Arrival on site is also revealing. In general the English are close to unique in accepting the pitch to which they are directed without comment. I admit we do not but with this van? No choice - I choose! The Dutch and Germans will allow themselves to be shown round but will then choose their own spot. The French in France of course will tend to do their own thing and why not. Ditto the Spanish in Spain although we did not see so many of them - they seem to prefer their self-constructed, semi-permanent, not-even-vaguely-mobile mobile units with huge awnings or solid sun shades, terraces, and various garden storage kit. All wired, all drained.
Spanish sites can be a bit tight for space compared to French and especially English sites. Italian are somewhere between but, like Spain are full of permanents. But Spanish sites have, as I said elsewhere, the best loos, indeed entire servicios, of all.
The continentals prefer their motor homes, especially the Dutch but they rarely stay long anywhere but on the Med so they arrive late p.m., set up, gather together, talk endlessly, eat sparingly, sleep early and disappear soon after the morning dew. The Germans are similar but less inclined to group up so the chat is quieter. Sadly neither language is very pretty to listen to and, like us, they laugh too loudly and not often. The French and Spanish do not group at all but they tend to be cheery, laughing a lot especially the Spanish in Spain - don't see enough of them out of their own country to comment. The English of course do tend to congregate but converse? That English reserve seems to forbid more than a hello and a wave. Dogs of course are great ice breakers but the usual limit of exchange is - where you been; where you going; when you going; where you live. That's about it really.
Life long campsite friendships are unlikely on the sort of tour we take as for most of the time our campsites are either other people transit camps (sun-seeking southboud/ sun-drenched northbound) or too far off the beaten track anyway out of season. Usually it is the Dutch who want to exchange email addresses, aklthough I have exchanged recently weith a Brit. And there was the charming couple from Warrington on their first tour who asked and got help and advice but then suddenly left without warning. They were so worried about tripping over their (huge UK like mine) satellite dish that they ringed it with the empty 5 litre water bottles that I assume they had gathered on their trip. By the time we met up at Haro in la Rioja they had seven of the ruddy things round this dish! They must have entirely filled the inside of their motor home when they travelled!

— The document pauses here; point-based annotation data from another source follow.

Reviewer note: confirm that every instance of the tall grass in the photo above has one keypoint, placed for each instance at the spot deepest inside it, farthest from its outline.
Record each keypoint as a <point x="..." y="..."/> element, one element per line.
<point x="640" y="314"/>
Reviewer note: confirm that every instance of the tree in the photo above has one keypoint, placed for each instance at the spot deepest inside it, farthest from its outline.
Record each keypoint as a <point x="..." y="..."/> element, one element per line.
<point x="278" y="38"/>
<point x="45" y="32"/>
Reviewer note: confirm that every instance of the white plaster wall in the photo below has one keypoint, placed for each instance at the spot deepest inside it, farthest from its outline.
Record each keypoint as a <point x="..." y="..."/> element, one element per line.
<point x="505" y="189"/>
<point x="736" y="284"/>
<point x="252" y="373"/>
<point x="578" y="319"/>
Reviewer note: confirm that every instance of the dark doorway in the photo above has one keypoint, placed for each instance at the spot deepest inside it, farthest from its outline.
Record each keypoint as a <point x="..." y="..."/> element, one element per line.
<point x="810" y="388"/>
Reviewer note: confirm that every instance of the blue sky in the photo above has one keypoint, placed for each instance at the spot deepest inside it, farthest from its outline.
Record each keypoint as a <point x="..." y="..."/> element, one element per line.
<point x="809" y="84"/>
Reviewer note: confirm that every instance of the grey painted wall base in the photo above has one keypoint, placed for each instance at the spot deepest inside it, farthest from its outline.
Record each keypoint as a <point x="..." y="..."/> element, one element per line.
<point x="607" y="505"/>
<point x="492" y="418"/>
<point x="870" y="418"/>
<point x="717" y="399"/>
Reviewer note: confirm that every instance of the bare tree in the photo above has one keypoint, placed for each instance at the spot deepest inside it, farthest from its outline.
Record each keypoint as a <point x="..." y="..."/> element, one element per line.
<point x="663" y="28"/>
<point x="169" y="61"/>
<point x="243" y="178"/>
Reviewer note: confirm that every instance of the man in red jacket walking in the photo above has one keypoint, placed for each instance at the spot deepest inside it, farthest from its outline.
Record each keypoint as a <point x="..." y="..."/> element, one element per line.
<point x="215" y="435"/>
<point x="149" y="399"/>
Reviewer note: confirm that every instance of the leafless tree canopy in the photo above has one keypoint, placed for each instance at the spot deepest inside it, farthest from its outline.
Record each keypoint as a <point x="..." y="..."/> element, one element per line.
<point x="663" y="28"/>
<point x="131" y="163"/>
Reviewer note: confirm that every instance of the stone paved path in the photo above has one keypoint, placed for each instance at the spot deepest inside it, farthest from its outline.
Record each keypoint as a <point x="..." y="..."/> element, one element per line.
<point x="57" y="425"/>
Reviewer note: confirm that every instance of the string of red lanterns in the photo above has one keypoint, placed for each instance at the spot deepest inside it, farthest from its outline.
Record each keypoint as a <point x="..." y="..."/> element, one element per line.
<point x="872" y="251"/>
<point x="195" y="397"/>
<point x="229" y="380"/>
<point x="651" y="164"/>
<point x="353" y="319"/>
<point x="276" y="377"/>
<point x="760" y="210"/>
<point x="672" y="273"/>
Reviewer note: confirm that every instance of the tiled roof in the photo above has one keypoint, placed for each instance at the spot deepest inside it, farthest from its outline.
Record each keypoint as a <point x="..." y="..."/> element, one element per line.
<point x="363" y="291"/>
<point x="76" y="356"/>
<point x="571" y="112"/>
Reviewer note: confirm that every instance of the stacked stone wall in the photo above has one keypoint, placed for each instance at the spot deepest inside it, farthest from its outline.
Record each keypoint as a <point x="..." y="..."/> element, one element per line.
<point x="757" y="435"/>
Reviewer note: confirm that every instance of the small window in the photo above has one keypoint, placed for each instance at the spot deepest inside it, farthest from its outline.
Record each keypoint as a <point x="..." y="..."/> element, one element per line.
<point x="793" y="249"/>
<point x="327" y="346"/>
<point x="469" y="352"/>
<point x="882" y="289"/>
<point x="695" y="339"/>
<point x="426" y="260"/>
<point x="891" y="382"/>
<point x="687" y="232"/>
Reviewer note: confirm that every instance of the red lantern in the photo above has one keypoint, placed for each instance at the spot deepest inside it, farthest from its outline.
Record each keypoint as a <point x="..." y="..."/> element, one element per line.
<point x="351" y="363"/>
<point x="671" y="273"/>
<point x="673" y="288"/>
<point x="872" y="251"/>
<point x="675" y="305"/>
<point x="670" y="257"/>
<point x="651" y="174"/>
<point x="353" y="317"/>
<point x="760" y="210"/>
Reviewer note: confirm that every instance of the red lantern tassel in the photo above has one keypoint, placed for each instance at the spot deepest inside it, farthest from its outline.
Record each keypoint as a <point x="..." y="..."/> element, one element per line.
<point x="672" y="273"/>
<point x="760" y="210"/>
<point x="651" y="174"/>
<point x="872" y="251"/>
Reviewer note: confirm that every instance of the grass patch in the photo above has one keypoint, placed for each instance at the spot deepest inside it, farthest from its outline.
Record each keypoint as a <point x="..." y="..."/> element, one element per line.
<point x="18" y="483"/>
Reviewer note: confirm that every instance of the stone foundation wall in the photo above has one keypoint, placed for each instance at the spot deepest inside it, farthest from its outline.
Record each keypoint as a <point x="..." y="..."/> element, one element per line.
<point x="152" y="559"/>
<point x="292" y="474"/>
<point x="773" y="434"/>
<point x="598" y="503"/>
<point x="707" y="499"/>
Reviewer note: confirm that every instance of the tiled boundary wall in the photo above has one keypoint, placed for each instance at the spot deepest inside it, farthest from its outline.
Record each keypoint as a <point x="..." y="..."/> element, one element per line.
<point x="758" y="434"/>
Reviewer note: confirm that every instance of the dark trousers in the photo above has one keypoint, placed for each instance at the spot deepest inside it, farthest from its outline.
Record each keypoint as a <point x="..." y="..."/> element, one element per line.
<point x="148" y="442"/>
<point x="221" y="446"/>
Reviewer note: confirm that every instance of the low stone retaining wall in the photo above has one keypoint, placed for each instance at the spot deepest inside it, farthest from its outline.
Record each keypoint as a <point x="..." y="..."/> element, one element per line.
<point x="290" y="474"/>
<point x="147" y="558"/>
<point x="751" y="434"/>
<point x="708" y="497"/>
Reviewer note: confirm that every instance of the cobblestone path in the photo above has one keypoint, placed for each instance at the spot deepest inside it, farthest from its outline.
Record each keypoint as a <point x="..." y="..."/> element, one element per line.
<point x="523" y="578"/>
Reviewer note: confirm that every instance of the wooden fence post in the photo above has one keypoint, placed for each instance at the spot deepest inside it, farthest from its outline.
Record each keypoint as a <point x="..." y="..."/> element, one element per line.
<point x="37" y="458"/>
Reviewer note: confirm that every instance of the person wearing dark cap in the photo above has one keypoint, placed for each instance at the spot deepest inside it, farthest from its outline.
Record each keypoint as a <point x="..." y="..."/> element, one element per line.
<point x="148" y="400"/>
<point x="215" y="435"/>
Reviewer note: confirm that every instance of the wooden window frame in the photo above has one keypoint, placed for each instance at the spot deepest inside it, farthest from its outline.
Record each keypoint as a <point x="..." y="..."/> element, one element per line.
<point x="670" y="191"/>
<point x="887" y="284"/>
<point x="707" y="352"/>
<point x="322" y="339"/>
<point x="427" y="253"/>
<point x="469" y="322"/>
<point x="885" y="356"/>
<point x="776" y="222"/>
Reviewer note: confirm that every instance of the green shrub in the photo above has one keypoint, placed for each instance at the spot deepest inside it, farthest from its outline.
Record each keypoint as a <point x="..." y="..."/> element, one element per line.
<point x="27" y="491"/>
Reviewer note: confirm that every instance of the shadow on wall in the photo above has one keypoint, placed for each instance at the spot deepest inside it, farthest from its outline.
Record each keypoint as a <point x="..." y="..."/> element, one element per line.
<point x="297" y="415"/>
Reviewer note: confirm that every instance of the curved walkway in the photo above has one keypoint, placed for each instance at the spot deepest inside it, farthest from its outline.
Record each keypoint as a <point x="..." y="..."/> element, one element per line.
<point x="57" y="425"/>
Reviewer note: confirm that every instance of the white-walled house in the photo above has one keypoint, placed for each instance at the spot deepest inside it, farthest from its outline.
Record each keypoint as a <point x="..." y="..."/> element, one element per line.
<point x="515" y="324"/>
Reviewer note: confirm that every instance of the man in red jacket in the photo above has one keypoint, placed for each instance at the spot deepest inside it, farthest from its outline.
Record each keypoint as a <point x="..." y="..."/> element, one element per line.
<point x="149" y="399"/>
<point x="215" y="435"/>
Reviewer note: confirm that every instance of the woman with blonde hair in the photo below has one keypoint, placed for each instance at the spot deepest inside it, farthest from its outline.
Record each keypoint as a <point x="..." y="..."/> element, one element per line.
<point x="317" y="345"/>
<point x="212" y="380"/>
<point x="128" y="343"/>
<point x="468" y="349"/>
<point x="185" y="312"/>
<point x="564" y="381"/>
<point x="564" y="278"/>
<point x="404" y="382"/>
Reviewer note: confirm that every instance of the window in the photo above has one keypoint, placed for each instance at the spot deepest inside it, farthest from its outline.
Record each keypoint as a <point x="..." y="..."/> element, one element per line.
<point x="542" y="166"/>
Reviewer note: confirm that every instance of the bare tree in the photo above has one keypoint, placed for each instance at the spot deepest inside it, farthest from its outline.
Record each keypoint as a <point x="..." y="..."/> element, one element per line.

Many of our fellow campers don't seem to go anywhere much. Obj=viously those who only stop the night have no time. But whenever I talk to them it turns out that either they have often stopped one night on this site or it is their first time in this area. How can they just pass through? The whol point of a caravan or a camper is freedom to explore. So why don't they explore? We have begun to notice that the Germans seem always to shop in Lidll - that's about as barren as seeking out a Tesco when in France! We have been in a Lidly over here and it is EXACTKY the same as in the UK. same layout, same stock, same tedious set up and same total lack of chech out staff howvere busy it is. Mind you, we coukld save a bob or two and it would make a change - it is Greman and we hardkly ever use them at home!